Introduction
Public Sector Enterprises (PSEs) are organizations that the government fully or partially owns and controls to promote economic growth, equity, and social welfare. These enterprises operate in diverse sectors, providing essential services, supporting infrastructure, and generating employment.
Brief History
After independence, India’s government established PSEs as part of its vision for self-reliance and rapid industrialization. The First Five-Year Plan of 1951 marked the beginning of PSEs, with a major emphasis laid down by the Industrial Policy Resolution of 1956 to expand PSEs in core sectors.
Classification of PSEs
To improve efficiency and autonomy in operations, the Government of India categorized PSEs based on financial performance, market reach, and strategic importance. These categories include Maharatna, Navratna, and Miniratna, each with specific eligibility criteria and autonomy levels.
1. Maharatna
- The Maharatna Scheme was launched in May 2010 to enable large Central Public Sector Enterprises (CPSEs) to become global players by expanding their domestic and international operations.
- Eligibility Criteria:
- Must hold Navratna status.
- Listed on an Indian stock exchange.
- An average annual turnover of over ₹25,000 crore for the last three years.

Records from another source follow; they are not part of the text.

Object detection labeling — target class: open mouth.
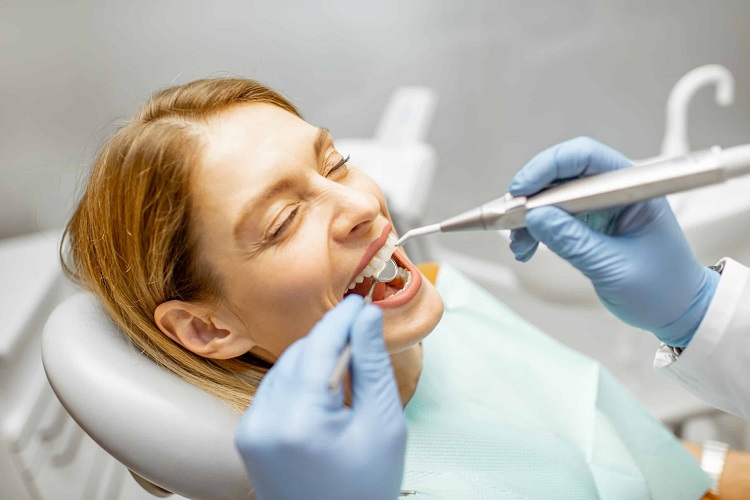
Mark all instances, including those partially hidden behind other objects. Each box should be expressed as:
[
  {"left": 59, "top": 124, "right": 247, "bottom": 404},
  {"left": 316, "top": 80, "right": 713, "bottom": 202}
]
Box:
[{"left": 343, "top": 232, "right": 422, "bottom": 308}]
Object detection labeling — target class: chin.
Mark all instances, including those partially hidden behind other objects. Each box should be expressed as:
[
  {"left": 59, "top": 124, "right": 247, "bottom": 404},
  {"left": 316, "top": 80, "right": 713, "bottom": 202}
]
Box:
[{"left": 382, "top": 276, "right": 444, "bottom": 354}]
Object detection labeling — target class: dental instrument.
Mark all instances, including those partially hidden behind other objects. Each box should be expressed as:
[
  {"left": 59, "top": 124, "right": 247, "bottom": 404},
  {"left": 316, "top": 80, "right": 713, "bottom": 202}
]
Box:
[
  {"left": 396, "top": 145, "right": 750, "bottom": 246},
  {"left": 328, "top": 258, "right": 400, "bottom": 392}
]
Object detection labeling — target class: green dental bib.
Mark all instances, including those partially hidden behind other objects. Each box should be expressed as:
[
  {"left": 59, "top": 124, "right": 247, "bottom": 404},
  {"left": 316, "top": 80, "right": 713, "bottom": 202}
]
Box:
[{"left": 401, "top": 264, "right": 710, "bottom": 499}]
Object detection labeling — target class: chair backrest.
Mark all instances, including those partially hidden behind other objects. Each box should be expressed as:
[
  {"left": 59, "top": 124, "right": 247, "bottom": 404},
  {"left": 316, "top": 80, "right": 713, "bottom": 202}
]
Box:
[{"left": 42, "top": 292, "right": 253, "bottom": 500}]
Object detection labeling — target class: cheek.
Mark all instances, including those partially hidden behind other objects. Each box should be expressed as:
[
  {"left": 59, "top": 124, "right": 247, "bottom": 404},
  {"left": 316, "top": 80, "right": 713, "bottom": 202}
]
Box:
[
  {"left": 259, "top": 264, "right": 320, "bottom": 300},
  {"left": 228, "top": 256, "right": 333, "bottom": 356}
]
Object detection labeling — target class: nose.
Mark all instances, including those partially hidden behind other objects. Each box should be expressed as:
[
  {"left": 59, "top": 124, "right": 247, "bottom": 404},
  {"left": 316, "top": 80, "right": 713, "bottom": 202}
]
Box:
[{"left": 329, "top": 185, "right": 381, "bottom": 241}]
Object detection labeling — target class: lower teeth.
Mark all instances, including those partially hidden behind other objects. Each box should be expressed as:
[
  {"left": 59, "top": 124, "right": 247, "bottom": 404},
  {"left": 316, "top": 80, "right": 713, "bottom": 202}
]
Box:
[{"left": 389, "top": 269, "right": 412, "bottom": 298}]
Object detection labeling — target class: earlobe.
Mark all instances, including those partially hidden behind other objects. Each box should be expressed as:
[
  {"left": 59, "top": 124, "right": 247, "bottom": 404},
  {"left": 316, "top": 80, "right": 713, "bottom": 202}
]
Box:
[{"left": 154, "top": 300, "right": 255, "bottom": 359}]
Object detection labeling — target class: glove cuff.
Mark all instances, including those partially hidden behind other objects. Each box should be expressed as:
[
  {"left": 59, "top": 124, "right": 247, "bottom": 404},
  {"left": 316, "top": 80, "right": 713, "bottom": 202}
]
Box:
[{"left": 654, "top": 264, "right": 722, "bottom": 348}]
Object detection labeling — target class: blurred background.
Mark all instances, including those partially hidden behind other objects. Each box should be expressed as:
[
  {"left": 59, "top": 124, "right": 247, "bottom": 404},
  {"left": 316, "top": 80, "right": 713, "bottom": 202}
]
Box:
[
  {"left": 3, "top": 1, "right": 750, "bottom": 497},
  {"left": 3, "top": 0, "right": 750, "bottom": 241}
]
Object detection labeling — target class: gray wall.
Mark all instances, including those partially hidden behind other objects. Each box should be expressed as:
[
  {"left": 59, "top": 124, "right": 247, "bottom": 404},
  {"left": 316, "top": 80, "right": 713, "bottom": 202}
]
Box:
[{"left": 2, "top": 0, "right": 750, "bottom": 245}]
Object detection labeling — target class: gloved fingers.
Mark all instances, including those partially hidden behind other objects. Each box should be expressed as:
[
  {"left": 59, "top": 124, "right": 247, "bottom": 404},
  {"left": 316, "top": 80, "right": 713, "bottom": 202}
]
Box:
[
  {"left": 508, "top": 137, "right": 632, "bottom": 197},
  {"left": 348, "top": 304, "right": 402, "bottom": 414},
  {"left": 509, "top": 228, "right": 540, "bottom": 262},
  {"left": 235, "top": 329, "right": 346, "bottom": 454},
  {"left": 295, "top": 294, "right": 365, "bottom": 387},
  {"left": 613, "top": 196, "right": 672, "bottom": 236},
  {"left": 525, "top": 206, "right": 613, "bottom": 277}
]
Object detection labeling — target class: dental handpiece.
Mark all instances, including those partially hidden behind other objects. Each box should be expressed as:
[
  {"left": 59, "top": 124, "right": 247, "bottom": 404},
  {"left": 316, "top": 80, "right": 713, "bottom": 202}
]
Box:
[
  {"left": 328, "top": 258, "right": 399, "bottom": 392},
  {"left": 396, "top": 144, "right": 750, "bottom": 246}
]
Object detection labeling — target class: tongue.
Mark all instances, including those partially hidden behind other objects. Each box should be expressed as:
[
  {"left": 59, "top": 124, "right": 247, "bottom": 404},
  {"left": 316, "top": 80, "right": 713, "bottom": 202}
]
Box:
[
  {"left": 347, "top": 277, "right": 374, "bottom": 298},
  {"left": 371, "top": 282, "right": 388, "bottom": 301}
]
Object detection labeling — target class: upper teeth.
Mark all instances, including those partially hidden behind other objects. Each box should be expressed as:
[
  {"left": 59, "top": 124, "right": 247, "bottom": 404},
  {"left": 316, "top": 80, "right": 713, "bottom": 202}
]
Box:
[{"left": 348, "top": 233, "right": 398, "bottom": 289}]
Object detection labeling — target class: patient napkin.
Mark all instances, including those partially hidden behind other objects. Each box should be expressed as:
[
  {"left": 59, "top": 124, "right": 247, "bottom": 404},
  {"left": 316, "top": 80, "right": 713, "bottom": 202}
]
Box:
[{"left": 402, "top": 263, "right": 710, "bottom": 499}]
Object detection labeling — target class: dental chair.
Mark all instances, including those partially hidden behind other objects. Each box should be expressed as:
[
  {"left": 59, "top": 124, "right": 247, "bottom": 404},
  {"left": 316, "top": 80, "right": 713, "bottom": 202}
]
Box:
[{"left": 42, "top": 292, "right": 251, "bottom": 500}]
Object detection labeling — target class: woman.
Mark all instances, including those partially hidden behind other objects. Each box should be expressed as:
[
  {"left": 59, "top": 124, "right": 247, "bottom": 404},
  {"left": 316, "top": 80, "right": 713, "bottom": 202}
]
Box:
[
  {"left": 64, "top": 78, "right": 441, "bottom": 411},
  {"left": 63, "top": 78, "right": 739, "bottom": 498}
]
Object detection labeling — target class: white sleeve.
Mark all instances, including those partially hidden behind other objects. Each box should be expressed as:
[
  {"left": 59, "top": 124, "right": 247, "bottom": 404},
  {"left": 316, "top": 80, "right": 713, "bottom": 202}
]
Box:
[{"left": 654, "top": 258, "right": 750, "bottom": 419}]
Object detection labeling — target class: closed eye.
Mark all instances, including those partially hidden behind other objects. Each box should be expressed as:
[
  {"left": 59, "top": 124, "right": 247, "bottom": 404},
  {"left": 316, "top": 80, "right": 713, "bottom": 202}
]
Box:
[
  {"left": 267, "top": 153, "right": 349, "bottom": 243},
  {"left": 270, "top": 205, "right": 299, "bottom": 240},
  {"left": 326, "top": 154, "right": 350, "bottom": 177}
]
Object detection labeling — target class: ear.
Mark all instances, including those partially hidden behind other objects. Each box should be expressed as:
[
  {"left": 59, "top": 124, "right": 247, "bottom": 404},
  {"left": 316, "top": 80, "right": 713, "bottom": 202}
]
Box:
[{"left": 154, "top": 300, "right": 255, "bottom": 360}]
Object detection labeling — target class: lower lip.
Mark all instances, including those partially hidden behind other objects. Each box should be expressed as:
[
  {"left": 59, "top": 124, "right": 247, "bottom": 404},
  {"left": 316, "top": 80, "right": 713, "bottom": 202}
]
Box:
[{"left": 373, "top": 247, "right": 422, "bottom": 309}]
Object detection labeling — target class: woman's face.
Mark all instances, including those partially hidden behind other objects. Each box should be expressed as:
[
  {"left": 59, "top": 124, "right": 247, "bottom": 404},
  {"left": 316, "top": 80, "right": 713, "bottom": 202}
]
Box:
[{"left": 189, "top": 103, "right": 443, "bottom": 361}]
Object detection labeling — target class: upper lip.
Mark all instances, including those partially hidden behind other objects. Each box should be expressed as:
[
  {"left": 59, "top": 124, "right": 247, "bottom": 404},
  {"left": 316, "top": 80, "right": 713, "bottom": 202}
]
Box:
[{"left": 347, "top": 222, "right": 393, "bottom": 288}]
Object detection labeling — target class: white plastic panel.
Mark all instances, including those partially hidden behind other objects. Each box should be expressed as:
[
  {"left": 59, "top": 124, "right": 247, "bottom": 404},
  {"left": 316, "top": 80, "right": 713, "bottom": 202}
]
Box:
[
  {"left": 374, "top": 86, "right": 438, "bottom": 145},
  {"left": 0, "top": 231, "right": 61, "bottom": 360},
  {"left": 335, "top": 139, "right": 437, "bottom": 223},
  {"left": 30, "top": 422, "right": 102, "bottom": 500}
]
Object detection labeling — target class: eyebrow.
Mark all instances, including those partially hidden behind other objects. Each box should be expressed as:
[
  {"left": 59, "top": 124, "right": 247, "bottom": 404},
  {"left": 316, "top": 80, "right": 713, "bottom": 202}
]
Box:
[
  {"left": 313, "top": 127, "right": 330, "bottom": 159},
  {"left": 232, "top": 127, "right": 332, "bottom": 243}
]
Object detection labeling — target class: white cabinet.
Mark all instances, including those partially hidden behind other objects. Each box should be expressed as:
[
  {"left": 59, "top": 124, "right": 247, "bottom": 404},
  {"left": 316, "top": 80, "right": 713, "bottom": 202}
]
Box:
[{"left": 0, "top": 231, "right": 175, "bottom": 500}]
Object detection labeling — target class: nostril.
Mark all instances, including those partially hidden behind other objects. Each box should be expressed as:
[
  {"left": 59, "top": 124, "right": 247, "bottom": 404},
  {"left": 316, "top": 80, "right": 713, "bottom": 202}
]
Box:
[{"left": 350, "top": 221, "right": 369, "bottom": 235}]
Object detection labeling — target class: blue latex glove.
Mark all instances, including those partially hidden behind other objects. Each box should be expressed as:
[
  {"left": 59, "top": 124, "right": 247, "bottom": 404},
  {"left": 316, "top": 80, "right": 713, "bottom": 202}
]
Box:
[
  {"left": 234, "top": 295, "right": 407, "bottom": 500},
  {"left": 508, "top": 137, "right": 720, "bottom": 347}
]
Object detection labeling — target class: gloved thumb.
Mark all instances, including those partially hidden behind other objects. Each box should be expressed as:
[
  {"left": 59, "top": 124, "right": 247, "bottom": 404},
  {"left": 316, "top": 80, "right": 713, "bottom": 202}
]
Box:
[
  {"left": 525, "top": 206, "right": 611, "bottom": 278},
  {"left": 349, "top": 305, "right": 401, "bottom": 412}
]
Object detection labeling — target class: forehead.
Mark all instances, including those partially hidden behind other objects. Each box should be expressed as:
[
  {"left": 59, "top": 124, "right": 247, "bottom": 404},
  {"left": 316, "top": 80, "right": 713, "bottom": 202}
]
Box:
[
  {"left": 189, "top": 103, "right": 320, "bottom": 236},
  {"left": 201, "top": 103, "right": 314, "bottom": 170},
  {"left": 194, "top": 103, "right": 318, "bottom": 208}
]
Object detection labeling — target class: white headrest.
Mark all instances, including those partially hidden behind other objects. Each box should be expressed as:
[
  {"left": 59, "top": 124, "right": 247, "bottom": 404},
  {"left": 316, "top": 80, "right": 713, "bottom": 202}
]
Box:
[{"left": 42, "top": 293, "right": 253, "bottom": 500}]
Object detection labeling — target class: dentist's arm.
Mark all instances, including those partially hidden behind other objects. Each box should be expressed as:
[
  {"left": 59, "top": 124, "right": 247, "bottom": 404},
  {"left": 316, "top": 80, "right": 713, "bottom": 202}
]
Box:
[
  {"left": 234, "top": 295, "right": 407, "bottom": 500},
  {"left": 506, "top": 138, "right": 750, "bottom": 419}
]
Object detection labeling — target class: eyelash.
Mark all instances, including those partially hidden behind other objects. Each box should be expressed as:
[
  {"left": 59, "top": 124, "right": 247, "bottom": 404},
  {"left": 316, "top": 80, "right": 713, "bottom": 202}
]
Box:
[
  {"left": 326, "top": 154, "right": 350, "bottom": 177},
  {"left": 271, "top": 205, "right": 299, "bottom": 239},
  {"left": 269, "top": 154, "right": 350, "bottom": 241}
]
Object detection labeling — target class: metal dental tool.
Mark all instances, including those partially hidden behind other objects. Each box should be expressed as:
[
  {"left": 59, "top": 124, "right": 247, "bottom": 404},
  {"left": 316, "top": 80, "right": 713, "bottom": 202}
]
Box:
[
  {"left": 328, "top": 258, "right": 400, "bottom": 392},
  {"left": 396, "top": 145, "right": 750, "bottom": 246}
]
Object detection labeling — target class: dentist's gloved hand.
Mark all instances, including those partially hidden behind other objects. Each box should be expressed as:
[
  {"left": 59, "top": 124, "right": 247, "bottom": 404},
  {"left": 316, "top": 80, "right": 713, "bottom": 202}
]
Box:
[
  {"left": 508, "top": 137, "right": 720, "bottom": 347},
  {"left": 234, "top": 295, "right": 407, "bottom": 500}
]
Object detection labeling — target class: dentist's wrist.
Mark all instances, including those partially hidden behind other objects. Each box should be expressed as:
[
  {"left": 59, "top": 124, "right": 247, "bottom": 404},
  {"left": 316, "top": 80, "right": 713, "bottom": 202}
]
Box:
[{"left": 656, "top": 264, "right": 722, "bottom": 349}]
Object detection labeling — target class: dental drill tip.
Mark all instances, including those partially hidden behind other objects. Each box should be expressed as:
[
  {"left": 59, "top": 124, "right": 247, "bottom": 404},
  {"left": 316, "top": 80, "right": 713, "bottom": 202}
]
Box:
[{"left": 396, "top": 224, "right": 441, "bottom": 246}]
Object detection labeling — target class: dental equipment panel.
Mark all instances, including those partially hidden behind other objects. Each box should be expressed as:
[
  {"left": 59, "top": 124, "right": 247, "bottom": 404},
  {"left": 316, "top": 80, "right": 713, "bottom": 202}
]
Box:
[
  {"left": 396, "top": 145, "right": 750, "bottom": 246},
  {"left": 328, "top": 258, "right": 399, "bottom": 392}
]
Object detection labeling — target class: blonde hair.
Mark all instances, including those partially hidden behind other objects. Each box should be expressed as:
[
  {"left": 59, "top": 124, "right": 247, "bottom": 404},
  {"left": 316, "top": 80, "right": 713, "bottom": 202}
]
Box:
[{"left": 62, "top": 78, "right": 300, "bottom": 413}]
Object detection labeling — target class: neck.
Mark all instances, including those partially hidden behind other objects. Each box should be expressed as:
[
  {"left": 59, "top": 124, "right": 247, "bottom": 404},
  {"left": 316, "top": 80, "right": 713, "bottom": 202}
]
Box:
[{"left": 390, "top": 343, "right": 424, "bottom": 406}]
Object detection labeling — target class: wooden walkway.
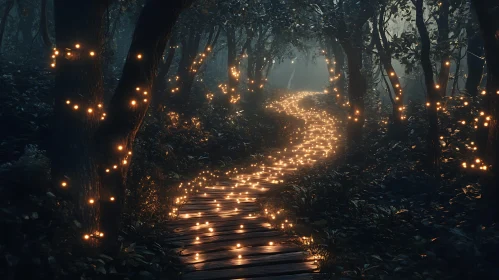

- An average annual net worth of more than ₹15,000 crore for the last three years.
- An average annual net profit after tax of over ₹5,000 crore for the last three years.
- Significant global presence or international operations.
- Investment Autonomy: These companies can invest up to ₹5,000 crore or 15% of their net worth in a project, without seeking government approval.
- Ex: Oil and Natural Gas Corporation (ONGC), Indian Oil Corporation Limited (IOCL). Currrently 14th Maharatna - (HAL) Hindustan Aeronautics Limited
2. Navratna
- Established in 1997, the Navratna status provides mid-sized CPSEs with enhanced financial and operational powers, enabling them to compete more effectively and gain a global edge.
- Eligibility Criteria:
- Must be a Miniratna with 4 independent directors on its board.
- Achieve a composite score of 60 or more out of 100 across six parameters, including net profit to net worth, manpower cost, profit before depreciation, interest, tax, and others.
- Must not have defaulted on loan or interest payments due to the government.
- Should not depend/rely on budgetary support or government guarantees.
- Investment Autonomy: Navratna companies can make investments up to ₹1,000 crore or 15% of their net worth on a single project without government approval.
- Ex: Bharat Electronics Limited (BEL).
3. Miniratna
- The Miniratna status was introduced in October 1997 to provide increased autonomy and financial powers to profitable CPSEs that were not eligible for Navratna status. Miniratna companies are further categorized into two subcategories based on profitability and financial strength.
Miniratna Category-I
- Eligibility: CPSEs that have recorded profits continuously for the last three years, with pre-tax profits of at least ₹30 crore in one of those years and a positive net worth, qualify for Category-I.
- Investment Autonomy: These companies can make investments up to ₹500 crore or an amount equivalent to their net worth, whichever is lower, without government approval.
Miniratna Category-II
Eligibility: CPSEs with continuous profits for the last three years and a positive net worth are eligible for Category-II.
Investment Autonomy: Miniratna-II companies can invest up to ₹300 crore or 50% of their net worth, whichever is lower, without government approval.
Example: Cochin Shipyard Limited (Category-I), Airport Authority of India (Category-II).
Conclusion
Public Sector Enterprises play a pivotal role in India’s economic landscape, supporting infrastructure development, job creation, and social welfare. The structured classification of PSEs enables each category to operate with an appropriate level of autonomy and meet the country’s broader economic objectives.